Snapshot Hyperspectral Light-Sheet Imaging allows 5D Investigation of Pancreatic Islets

Abstract

The islet of Langerhans is a micro-organ which contributes to blood glucose homeostasis through the regulated secretion of glucagon (from α-cells) and insulin (from β-cells). Cell-cell interactions allow for specific dynamics and responses to glucose that are not seen in equivalent populations of isolated cells. For this reason, investigations of cellular signaling within the intact islet is crucial to a better understanding of diseases as type 1 and type 2 diabetes. Fluorescent markers are powerful non-invasive tools to follow dynamics within cells, thanks to their specificity and reliability for long term experiments. However, the molecular processes of hormones’ secretion are fast, and scanning microscopy techniques often lack of temporal resolution to follow these dynamics. Light sheet microscopy, with its intrinsic optical sectioning, permits the acquisition of fast, three-dimensional data sets from living samples, with low photobleaching. However, it is also needed to visualize multiple probes simultaneously, which increases the complexity of the system.
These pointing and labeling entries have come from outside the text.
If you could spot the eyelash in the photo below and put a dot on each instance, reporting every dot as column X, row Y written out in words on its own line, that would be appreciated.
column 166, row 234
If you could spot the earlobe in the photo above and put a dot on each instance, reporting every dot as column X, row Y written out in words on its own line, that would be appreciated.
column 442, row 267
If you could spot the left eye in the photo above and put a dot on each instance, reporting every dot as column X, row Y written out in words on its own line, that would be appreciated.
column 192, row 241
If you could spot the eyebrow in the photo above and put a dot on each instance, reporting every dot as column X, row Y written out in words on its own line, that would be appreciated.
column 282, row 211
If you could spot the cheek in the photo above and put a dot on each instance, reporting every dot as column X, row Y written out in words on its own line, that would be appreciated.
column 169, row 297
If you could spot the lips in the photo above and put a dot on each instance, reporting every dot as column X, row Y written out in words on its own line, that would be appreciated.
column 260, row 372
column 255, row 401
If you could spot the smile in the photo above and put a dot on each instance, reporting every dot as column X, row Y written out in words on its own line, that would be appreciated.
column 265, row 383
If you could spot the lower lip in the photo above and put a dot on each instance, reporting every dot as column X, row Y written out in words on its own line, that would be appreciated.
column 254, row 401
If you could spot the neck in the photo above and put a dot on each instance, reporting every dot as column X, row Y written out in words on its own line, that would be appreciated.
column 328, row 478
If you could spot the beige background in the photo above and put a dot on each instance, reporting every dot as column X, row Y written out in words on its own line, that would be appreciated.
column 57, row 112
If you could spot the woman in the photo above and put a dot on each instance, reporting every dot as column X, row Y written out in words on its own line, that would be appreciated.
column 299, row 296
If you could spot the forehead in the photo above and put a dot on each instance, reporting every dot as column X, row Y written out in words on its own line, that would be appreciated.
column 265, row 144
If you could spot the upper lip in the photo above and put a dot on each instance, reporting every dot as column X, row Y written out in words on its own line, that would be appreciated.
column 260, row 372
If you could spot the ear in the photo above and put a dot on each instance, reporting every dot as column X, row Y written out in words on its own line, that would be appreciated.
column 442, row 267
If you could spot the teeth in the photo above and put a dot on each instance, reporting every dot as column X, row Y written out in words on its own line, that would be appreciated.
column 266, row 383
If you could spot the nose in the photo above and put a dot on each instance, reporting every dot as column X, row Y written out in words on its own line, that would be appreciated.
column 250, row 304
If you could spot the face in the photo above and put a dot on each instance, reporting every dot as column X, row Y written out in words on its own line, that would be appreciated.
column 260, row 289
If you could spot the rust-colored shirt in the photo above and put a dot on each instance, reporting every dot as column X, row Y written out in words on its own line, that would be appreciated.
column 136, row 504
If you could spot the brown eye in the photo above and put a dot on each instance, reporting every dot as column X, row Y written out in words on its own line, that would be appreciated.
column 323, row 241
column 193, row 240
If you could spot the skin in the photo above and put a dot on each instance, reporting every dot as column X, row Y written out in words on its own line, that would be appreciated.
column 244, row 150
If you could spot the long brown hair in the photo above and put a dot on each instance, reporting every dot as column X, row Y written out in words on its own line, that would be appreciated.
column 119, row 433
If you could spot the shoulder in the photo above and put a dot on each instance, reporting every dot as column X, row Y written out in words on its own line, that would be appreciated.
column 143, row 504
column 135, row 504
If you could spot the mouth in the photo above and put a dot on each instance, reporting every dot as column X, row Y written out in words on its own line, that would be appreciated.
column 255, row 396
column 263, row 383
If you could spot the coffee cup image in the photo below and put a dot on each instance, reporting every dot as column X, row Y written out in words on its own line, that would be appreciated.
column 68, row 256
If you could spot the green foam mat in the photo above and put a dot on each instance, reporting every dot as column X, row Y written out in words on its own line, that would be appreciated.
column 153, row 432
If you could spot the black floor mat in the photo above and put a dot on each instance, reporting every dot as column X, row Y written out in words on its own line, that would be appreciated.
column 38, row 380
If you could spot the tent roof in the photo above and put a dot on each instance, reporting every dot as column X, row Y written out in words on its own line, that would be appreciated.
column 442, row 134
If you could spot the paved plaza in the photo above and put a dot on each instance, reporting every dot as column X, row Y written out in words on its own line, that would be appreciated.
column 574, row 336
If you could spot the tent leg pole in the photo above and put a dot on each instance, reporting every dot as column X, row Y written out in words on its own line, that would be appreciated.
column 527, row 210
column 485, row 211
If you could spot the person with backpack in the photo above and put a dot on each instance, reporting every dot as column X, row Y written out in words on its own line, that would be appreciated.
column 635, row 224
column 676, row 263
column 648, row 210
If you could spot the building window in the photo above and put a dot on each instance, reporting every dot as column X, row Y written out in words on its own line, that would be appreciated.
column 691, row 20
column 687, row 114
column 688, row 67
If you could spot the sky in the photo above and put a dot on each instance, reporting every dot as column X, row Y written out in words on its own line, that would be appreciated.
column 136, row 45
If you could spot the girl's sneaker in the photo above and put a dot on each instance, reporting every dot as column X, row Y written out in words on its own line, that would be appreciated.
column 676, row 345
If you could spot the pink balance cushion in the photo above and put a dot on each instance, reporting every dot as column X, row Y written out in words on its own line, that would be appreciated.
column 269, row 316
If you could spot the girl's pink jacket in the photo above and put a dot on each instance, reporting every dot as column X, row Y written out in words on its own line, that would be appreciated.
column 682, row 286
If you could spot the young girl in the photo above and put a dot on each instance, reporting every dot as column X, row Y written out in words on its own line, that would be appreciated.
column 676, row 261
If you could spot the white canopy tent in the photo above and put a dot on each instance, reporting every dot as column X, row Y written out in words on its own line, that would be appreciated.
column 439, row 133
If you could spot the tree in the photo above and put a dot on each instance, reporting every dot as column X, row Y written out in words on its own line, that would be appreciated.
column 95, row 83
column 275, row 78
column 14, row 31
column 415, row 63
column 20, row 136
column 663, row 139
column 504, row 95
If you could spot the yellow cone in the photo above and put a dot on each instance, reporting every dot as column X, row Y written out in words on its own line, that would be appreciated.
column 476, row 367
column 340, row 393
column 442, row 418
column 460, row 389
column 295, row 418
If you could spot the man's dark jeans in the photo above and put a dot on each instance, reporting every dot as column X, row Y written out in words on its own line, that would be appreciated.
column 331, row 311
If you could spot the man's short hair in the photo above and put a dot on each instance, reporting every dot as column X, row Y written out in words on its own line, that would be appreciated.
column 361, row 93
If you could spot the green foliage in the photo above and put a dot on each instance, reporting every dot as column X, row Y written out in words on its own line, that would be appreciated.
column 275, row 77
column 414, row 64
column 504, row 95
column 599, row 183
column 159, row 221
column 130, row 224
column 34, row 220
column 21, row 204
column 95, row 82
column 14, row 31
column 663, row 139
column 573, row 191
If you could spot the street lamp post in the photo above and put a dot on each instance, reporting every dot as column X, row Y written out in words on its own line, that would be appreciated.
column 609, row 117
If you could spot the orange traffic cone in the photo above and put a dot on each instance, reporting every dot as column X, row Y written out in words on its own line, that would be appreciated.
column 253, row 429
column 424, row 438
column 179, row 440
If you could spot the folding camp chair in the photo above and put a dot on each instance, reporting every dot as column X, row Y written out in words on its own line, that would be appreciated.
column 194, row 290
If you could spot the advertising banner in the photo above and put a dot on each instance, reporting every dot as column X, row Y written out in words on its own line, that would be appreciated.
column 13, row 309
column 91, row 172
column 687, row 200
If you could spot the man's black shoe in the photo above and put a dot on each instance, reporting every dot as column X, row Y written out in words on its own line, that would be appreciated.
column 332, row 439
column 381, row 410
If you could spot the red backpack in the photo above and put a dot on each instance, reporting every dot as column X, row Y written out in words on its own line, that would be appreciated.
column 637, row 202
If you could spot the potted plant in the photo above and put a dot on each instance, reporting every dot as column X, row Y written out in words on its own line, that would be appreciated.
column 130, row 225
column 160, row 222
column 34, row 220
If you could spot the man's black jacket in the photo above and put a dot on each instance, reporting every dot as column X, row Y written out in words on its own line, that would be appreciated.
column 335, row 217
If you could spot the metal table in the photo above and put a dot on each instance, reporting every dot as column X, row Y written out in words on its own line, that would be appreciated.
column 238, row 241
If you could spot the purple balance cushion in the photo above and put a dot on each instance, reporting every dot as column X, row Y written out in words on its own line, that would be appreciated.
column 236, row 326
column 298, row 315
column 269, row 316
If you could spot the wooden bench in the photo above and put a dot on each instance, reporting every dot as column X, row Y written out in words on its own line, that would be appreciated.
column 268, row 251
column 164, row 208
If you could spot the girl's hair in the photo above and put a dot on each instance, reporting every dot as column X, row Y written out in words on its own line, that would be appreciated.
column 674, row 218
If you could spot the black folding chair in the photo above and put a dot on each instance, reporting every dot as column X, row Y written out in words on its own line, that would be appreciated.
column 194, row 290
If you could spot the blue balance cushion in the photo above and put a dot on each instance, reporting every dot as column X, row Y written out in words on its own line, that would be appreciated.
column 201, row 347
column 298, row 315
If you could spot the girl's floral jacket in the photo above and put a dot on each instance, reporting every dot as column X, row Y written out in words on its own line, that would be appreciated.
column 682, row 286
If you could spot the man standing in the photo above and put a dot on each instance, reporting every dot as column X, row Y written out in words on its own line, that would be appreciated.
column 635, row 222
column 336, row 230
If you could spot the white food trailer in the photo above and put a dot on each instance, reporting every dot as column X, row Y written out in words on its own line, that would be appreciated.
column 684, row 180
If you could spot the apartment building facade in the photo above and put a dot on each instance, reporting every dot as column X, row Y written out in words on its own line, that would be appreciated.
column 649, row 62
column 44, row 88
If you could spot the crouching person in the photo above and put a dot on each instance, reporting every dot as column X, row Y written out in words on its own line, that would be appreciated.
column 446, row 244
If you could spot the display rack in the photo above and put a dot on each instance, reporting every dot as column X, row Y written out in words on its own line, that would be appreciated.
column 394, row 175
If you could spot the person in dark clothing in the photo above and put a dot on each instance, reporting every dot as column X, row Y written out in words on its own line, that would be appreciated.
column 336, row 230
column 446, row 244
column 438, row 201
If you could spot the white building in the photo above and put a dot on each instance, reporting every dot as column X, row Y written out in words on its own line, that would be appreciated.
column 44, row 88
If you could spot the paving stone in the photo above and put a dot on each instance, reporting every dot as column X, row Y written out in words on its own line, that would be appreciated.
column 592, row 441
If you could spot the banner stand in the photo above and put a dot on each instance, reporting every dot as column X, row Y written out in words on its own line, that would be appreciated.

Snapshot hyperspectral imaging overcomes these limitations, allowing real-time acquisition of (x,y,λ) voxels containing all the spatial and spectral information for each pixel in the image. We demonstrate the combination of a snapshot hyperspectral system, the Image Mapper Spectrometer (IMS), with an inverted Selective Plane Illumination Microscope (iSPIM). This novel snapshot hyperspectral light-sheet architecture provides three dimensional, high (spatial and temporal) resolution images of multiple fluorophores with a single excitation wavelength. This approach allows distinguishing α- from β-cells in an intact islet, while simultaneously acquiring information on the calcium activity and other cellular dynamics including changes in intracellular Zn2+.